His mother and future stepfather both scorned the gangs. She, a devout Roman Catholic, made churchgoing a regular routine for the family. Li’l Bear stayed in school, though he was a student without distinction.

It was on the streets of East Los Angeles that he met a gang member named Rick, who adopted him almost as his little brother. He bought Li’l Bear ice cream and took him to dinner and the movies.

“He would always tell me, ‘Don’t ever join a gang. Don’t ever become a drug dealer. Do something with your life,’ ” Li’l Bear recalled.
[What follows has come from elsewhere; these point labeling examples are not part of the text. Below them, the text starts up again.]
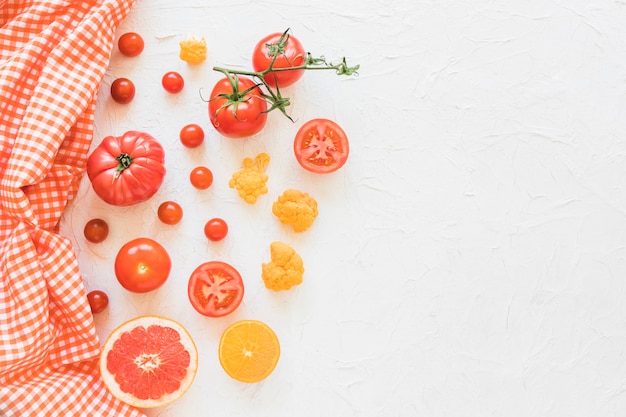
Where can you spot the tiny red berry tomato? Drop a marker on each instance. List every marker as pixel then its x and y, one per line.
pixel 321 146
pixel 201 177
pixel 170 212
pixel 215 229
pixel 287 52
pixel 96 230
pixel 98 301
pixel 192 135
pixel 215 289
pixel 122 90
pixel 237 116
pixel 173 82
pixel 130 44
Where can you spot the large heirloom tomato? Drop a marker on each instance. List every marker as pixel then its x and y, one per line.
pixel 127 169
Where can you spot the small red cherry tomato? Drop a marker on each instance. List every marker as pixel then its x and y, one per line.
pixel 130 44
pixel 122 90
pixel 192 135
pixel 98 301
pixel 96 230
pixel 215 289
pixel 173 82
pixel 170 212
pixel 216 229
pixel 201 177
pixel 321 146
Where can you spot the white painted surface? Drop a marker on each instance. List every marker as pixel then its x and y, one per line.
pixel 469 260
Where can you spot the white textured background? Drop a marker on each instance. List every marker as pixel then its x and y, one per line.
pixel 469 259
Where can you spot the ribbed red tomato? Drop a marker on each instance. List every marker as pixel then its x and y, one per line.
pixel 127 169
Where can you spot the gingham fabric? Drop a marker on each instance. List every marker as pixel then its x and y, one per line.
pixel 53 55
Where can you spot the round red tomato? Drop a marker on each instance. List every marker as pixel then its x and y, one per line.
pixel 122 90
pixel 142 265
pixel 96 230
pixel 234 115
pixel 127 169
pixel 215 289
pixel 130 44
pixel 170 212
pixel 191 135
pixel 201 177
pixel 215 229
pixel 321 146
pixel 98 301
pixel 173 82
pixel 287 51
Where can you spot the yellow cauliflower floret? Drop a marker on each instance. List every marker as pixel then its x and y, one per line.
pixel 285 269
pixel 193 50
pixel 251 182
pixel 295 208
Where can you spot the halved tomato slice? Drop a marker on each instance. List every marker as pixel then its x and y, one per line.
pixel 215 289
pixel 321 146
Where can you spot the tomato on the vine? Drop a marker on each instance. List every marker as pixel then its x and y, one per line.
pixel 98 301
pixel 142 265
pixel 237 115
pixel 286 51
pixel 122 90
pixel 215 229
pixel 173 82
pixel 321 146
pixel 170 212
pixel 191 135
pixel 201 177
pixel 215 289
pixel 96 230
pixel 130 44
He still recalls with pain the day Rick’s luck ran out. Returning from the grocery store, he watched helplessly from across the street as a gangster accused Rick of stealing his car, then shot him in the head.

On that day, with that vivid example, Li’l Bear promised himself that he would never join a gang.
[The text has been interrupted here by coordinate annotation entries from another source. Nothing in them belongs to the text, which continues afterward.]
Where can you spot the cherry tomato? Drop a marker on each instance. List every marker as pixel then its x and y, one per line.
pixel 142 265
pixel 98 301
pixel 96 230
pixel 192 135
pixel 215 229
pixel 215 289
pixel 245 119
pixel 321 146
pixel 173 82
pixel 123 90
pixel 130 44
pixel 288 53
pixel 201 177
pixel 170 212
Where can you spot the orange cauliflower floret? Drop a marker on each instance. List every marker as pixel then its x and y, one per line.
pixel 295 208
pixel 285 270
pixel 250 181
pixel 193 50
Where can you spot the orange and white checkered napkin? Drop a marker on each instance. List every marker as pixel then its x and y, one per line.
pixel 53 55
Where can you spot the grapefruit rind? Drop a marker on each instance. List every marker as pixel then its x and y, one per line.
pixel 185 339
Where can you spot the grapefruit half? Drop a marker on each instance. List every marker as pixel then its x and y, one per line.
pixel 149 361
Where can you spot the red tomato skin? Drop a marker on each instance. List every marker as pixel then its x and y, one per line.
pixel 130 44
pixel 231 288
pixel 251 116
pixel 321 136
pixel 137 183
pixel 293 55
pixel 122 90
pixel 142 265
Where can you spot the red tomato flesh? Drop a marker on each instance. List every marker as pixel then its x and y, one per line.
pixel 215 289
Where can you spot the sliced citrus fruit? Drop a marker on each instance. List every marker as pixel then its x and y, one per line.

But years later, when his family moved to the San Fernando Valley, the lures of gang life--money, friendship, respect--remained strong, on the streets and in the schools. In a series of interviews, Li’l Bear recalled how even in church, gang members sat together.
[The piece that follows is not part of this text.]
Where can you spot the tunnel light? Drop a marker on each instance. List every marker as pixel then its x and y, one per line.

The drift toward gangs began innocently. Back in the fifth grade he would kick back at a late-night party and maybe have a couple of drinks and smoke marijuana. By the sixth grade, the gang members had replaced his other friends, the ones who preferred playing football and Nintendo to stealing cars and taking drugs.

Crime was strictly optional, he said.

The new friends filled a void left by a deteriorating relationship with his siblings and his stepfather, who disapproved of his evolving way of life. The neighborhood, he said, provided an escape.

“When I was out with the buddies messing around I felt happy,” he said. “Like I found what was going to make me happy from the bottom of my heart.”

Inflated with newfound confidence, Li’l Bear began to relish his own bravado. He turned into a bully who became addicted to the respect--or fear--evident when he was in the company of his gang friends.

“I remember when me and my buddies used to walk down the hallway, people would look at us and they would actually get out of our way,” he said. “To me . . . this was the life.”

He savored the role of a cool brat who thrived on the fear that he triggered in others. The next step was donning gang attire, the Dickies, Nikes and white T-shirts. He cropped his hair short and slicked it back with Vaseline.


“You say to yourself, ‘I can dress like this and I can act like this,’ ” he said. “You keep on doing it until you say, ‘All right, I have the guts to go pull the trigger on somebody.’

“The way they interpreted it to me, if you want to do a drive-by, fine, if you don’t, you don’t,” he says. “But when it gets to the point when you are in junior high, that’s when they start revealing the reality of it to you.”

Li’l Bear recalled his decision to join the gang, which came while he was in seventh grade, sitting with a gang member in nutrition class.

“I said it would be pretty good if I got ‘into the neighborhood,’ ” he told one of his gang friends. “He said, ‘Yeah, it would be good, you’d have more respect.’

“We went to a boy’s restroom and three guys just started jumping on me,” he says. “They hit me left and right and they kicked me for 15 seconds.”

As Li’l Bear tells it, the vividness of the memory lay not so much in the pain, but in what the bloody badge of gang initiation meant to those around him.


“For some reason I felt good,” he said. “I walked down the hallway and felt like I owned the whole world.”

Now a full-fledged street gangster, he would kick back with the boys at alleyway meetings in Van Nuys.

He stole cars. He mugged pedestrians. Soon he was present at drive-by shootings and drug deals.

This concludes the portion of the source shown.